Nelson's Victory at Copenhagen
Richard Cavendish recreates the circumstances of Horatio Nelson's victory at Copenhagen on April 2nd, 1801.
On land Horatio Nelson could seem amiably ineffectual. At sea he was a tiger who loved battles because he was brilliant at winning them. On that day in 1801 Vice-Admiral Nelson led the British van against a Danish fleet (with Norwegian support) anchored in Copenhagen harbour. The Napoleonic Wars were raging and the British sought to force the Danes out of the Armed Neutrality league of Russia, Prussia and the Scandinavian countries, which the British regarded as not neutral at all, but a covert alliance with Napoleon’s France.
The British were under the command of Admiral Sir Hyde Parker, much criticised at the time and since for vacillation and undue caution. The Danish ships and hulks were moored along the shore as a line of floating batteries, reinforced by powerful shore fortresses. Nelson was in HMS Elephant of 74 guns, commanded by Captain Thomas Foley, with 12 ships of the line and all the smaller vessels of the British fleet. At around 10am they attacked from the south as planned, each ship anchoring opposite a Danish vessel, the next sailing on to engage the next enemy and so on. Three of the British battleships ran aground on shoals, which weakened the attack, but the Elephant still flew Nelson’s favourite signal: ‘Engage the enemy more closely.’
The British anchored at close range from each opponent and opened fire; the two opposing lines hurled ferocious broadsides at each other for hours. The Danes fought bravely and kept up a heavy fire which caused severe damage. It was ‘warm work’, Nelson commented, and he called the enemy ‘gallant fellows’. Colonel William Stewart, a Peninsular War veteran who was with Nelson, wrote afterwards: ‘I never passed so interesting a day in my life or one that so much called for my admiration of any officer.’
Admiral Parker’s view from his 98-gun flagship London lying to the north was obscured by clouds of gun smoke, but he could see the distress signals flying from the grounded British vessels and it was clear that the Danes were still unsubdued. At about 1.15pm he flew the signal to discontinue the action. According to Colonel Stewart, Nelson was taken aback. Stewart asked him what the signal meant. ‘Why to leave off action. Leave off action!’, Nelson said angrily and then, with a shrug, ‘Now damn me if I do!’
The more famous story has him saying to his captain: ‘You know, Foley, I have only one eye – and I have the right to be blind sometimes,’ before raising his telescope to his blind eye, pointing it towards the flagship and saying: ‘I really do not see the signal.’ Recent writers tend to dismiss this justly cherished tale, told in Robert Southey’s life of Nelson (published in 1813), as a legend. Certainly the signal for close action remained at Elephant’s masthead and Nelson’s captains took no notice of Parker’s signal (except for one who could not see Elephant).

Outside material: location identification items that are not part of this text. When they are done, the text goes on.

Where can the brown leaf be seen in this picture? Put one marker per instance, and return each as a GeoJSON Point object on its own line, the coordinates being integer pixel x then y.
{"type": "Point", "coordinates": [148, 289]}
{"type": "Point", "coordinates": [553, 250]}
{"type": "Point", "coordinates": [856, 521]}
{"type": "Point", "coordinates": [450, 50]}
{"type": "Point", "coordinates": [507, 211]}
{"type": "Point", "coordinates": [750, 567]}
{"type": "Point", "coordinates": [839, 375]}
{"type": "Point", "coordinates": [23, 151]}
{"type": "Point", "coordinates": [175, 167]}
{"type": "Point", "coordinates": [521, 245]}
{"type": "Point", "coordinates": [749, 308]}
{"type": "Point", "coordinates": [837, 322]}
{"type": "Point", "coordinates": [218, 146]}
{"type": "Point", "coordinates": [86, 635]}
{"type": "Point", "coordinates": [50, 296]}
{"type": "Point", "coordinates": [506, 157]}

More and more of the Danish ships ceased firing because they were so badly damaged and by about 2pm some had signalled their surrender. Nelson sent Captain Sir Frederick Thesiger under a flag of truce with a message to the Danish regent, Crown Prince Frederick, saying that he wished to spare ‘the brave Danes’, but would not be able to do so if their firing continued. Whether this was a humane action or a shrewd stroke as the British ships were now in almost as bad a condition as their opponents has been debated. Perhaps it was a mixture of both. In any case it worked and, after discussions by envoys under more flags of truce, a 24-hour ceasefire was agreed at about 4.30pm.
Nelson went ashore the next day for negotiations with Crown Prince Frederick that resulted in an indefinite armistice. Colonel Stewart, who accompanied Nelson, said that the population of Copenhagen showed him a mixture of ‘admiration, curiosity and displeasure’. After much discussion and a threat by Nelson to bombard Copenhagen itself if necessary an agreement was signed on April 9th and Armed Neutrality was suspended. The news that Tsar Paul had been murdered allayed Danish fears of Russian retribution and so a final peace agreement would eventually be signed in October.
Parker had been recalled to London in April and in May Nelson had been created Viscount Nelson of the Nile. He had only four years left to live before his death at Trafalgar at the age of 47.